Fig. 1 is a front view showing an example of a connection between a curved pipe elbow and a straight pipe, Fig. 2 is a front view showing an example of a connection between an elbow with straight pipe parts at both ends and a straight pipe, and Fig. 3 is a front view of this example. Figure 4 is a cross-sectional view showing the shape of the raw pipe when this 90° elbow is made by drawing, and Figures 5 and 6 are the drawings of the raw pipe.
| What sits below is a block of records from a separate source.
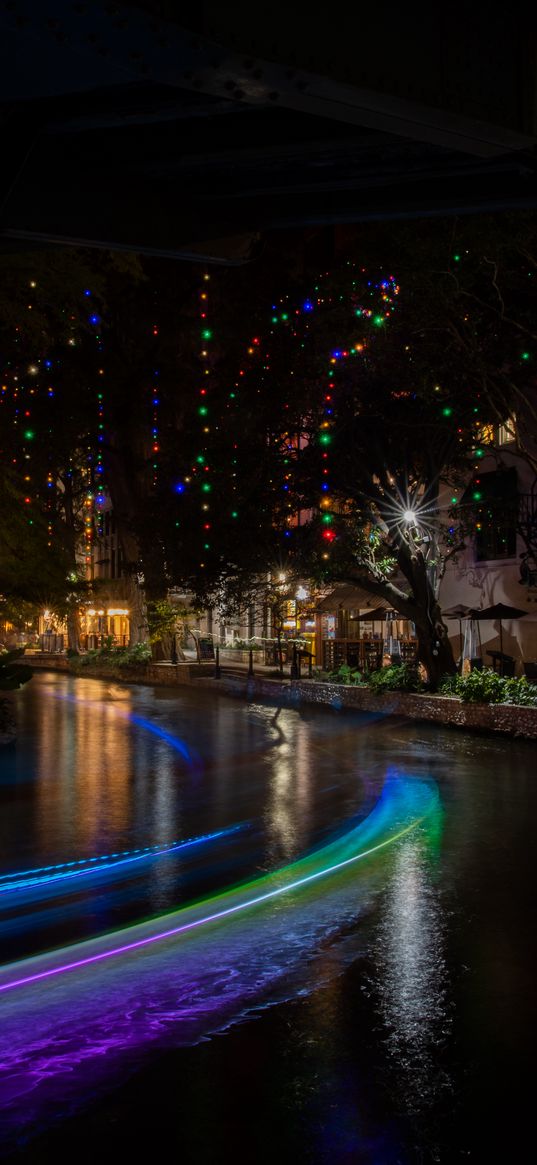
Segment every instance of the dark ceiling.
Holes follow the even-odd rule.
[[[271,230],[537,205],[533,19],[311,11],[0,0],[3,246],[240,263]]]

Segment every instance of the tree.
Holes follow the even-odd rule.
[[[530,399],[513,376],[517,329],[502,330],[480,302],[494,226],[483,227],[464,287],[457,229],[421,230],[413,252],[399,236],[397,279],[377,237],[376,274],[347,262],[273,304],[219,401],[200,470],[179,482],[176,519],[186,536],[176,534],[174,569],[190,570],[198,593],[218,578],[247,580],[279,552],[296,573],[364,587],[411,619],[433,687],[454,669],[438,585],[464,542],[456,499],[479,467],[483,432]],[[513,288],[520,279],[514,260],[506,278]],[[528,311],[522,292],[518,306]],[[523,376],[523,356],[517,368]],[[219,520],[202,554],[191,532],[207,466]]]

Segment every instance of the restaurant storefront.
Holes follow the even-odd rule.
[[[348,664],[373,671],[416,659],[414,626],[384,600],[356,587],[336,587],[316,607],[316,656],[325,671]]]

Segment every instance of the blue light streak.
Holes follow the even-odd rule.
[[[204,833],[199,837],[187,838],[183,841],[171,841],[163,845],[144,846],[134,850],[122,850],[119,853],[102,854],[93,858],[79,858],[70,862],[59,862],[57,865],[38,866],[33,870],[20,870],[16,873],[0,874],[0,894],[14,890],[27,890],[39,886],[58,885],[72,878],[85,877],[88,874],[100,873],[102,870],[116,870],[123,866],[133,865],[144,859],[165,857],[167,854],[180,853],[192,846],[203,845],[206,842],[217,841],[222,837],[230,837],[234,833],[248,827],[247,822],[231,825],[226,829],[217,829],[213,833]]]

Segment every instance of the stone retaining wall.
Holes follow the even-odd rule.
[[[32,666],[61,667],[68,661],[60,658],[45,662],[29,659]],[[156,684],[164,687],[200,687],[225,692],[240,699],[268,699],[294,707],[297,704],[322,704],[326,707],[354,708],[361,712],[380,712],[385,716],[404,716],[410,720],[426,720],[441,725],[452,725],[468,730],[500,732],[537,740],[537,708],[512,704],[462,704],[454,696],[432,696],[427,693],[384,692],[377,695],[369,688],[346,687],[343,684],[319,683],[316,680],[268,679],[262,675],[248,677],[246,673],[222,672],[214,678],[214,664],[156,664],[146,667],[84,668],[74,674],[87,679],[114,679],[123,683]]]
[[[404,716],[409,720],[428,720],[468,730],[501,732],[537,740],[537,708],[513,704],[462,704],[455,696],[432,696],[415,692],[383,692],[370,688],[346,687],[315,680],[250,679],[225,673],[220,680],[193,680],[194,685],[215,687],[231,696],[244,699],[270,699],[290,707],[297,704],[323,704],[335,708],[354,708],[361,712],[380,712],[384,716]]]

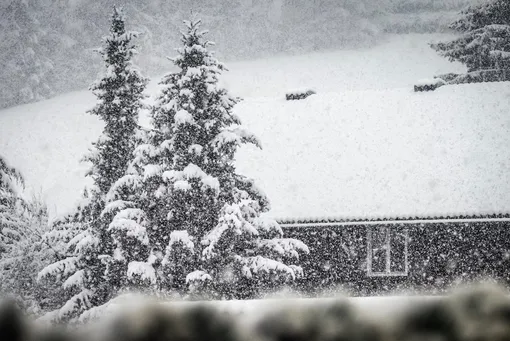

A cross-sectional view and a side view showing the processing method, Fig. 7 is a cross-sectional view showing the shape of the raw pipe when a 90° elbow is made by expanding the pipe, Fig. 8 is a cross-sectional view showing the expanding process of the raw pipe, and Figure 9 is 10 to 12 are half-sectional views showing the crystal structure of the cast raw pipe and the elbow after manufacture, and FIG. 11 and 12 are enlarged views of the end crystal structures of the raw pipe and the elbow, and FIG. FIG. 14 is a sectional view showing the shape of the T-shaped tube after manufacturing. 5...Elbow, 51,571...Elbow cast raw pipe, 6...Both ends straight pipe part, 6', 6";
・・・Both straight pipe parts of a raw pipe formed with a large diameter or a small diameter,
12... T-shaped pipe, 12'... T-shaped cast raw pipe, 13... Straight pipe portion at each end of the raw pipe formed to have a large diameter.

Claims (1)

[Claims] 1. Using austenitic cast stainless steel adjusted to contain 5 to 40% of ferrite phase in its structure as a raw material, first, it has a straight pipe part at its end, and this straight pipe part is A cast raw pipe with a diameter 50% larger or smaller is made, and then the straight ends of the raw pipes are subjected to plastic deformation by drawing or expanding to restore the original shape except for the straight ends and the tapered parts. While remaining in the cast state, the end straight pipe part undergoes plastic working to obtain an end plastic worked pipe formed to approximately a predetermined size and diameter.
Made of stainless steel cast steel with a fine structure in the straight pipe end, characterized in that it undergoes solid solution treatment and recrystallization heat treatment in which it is heated to 00°C and then rapidly cooled to refine the crystal grains in the straight pipe end. Method of manufacturing elbows.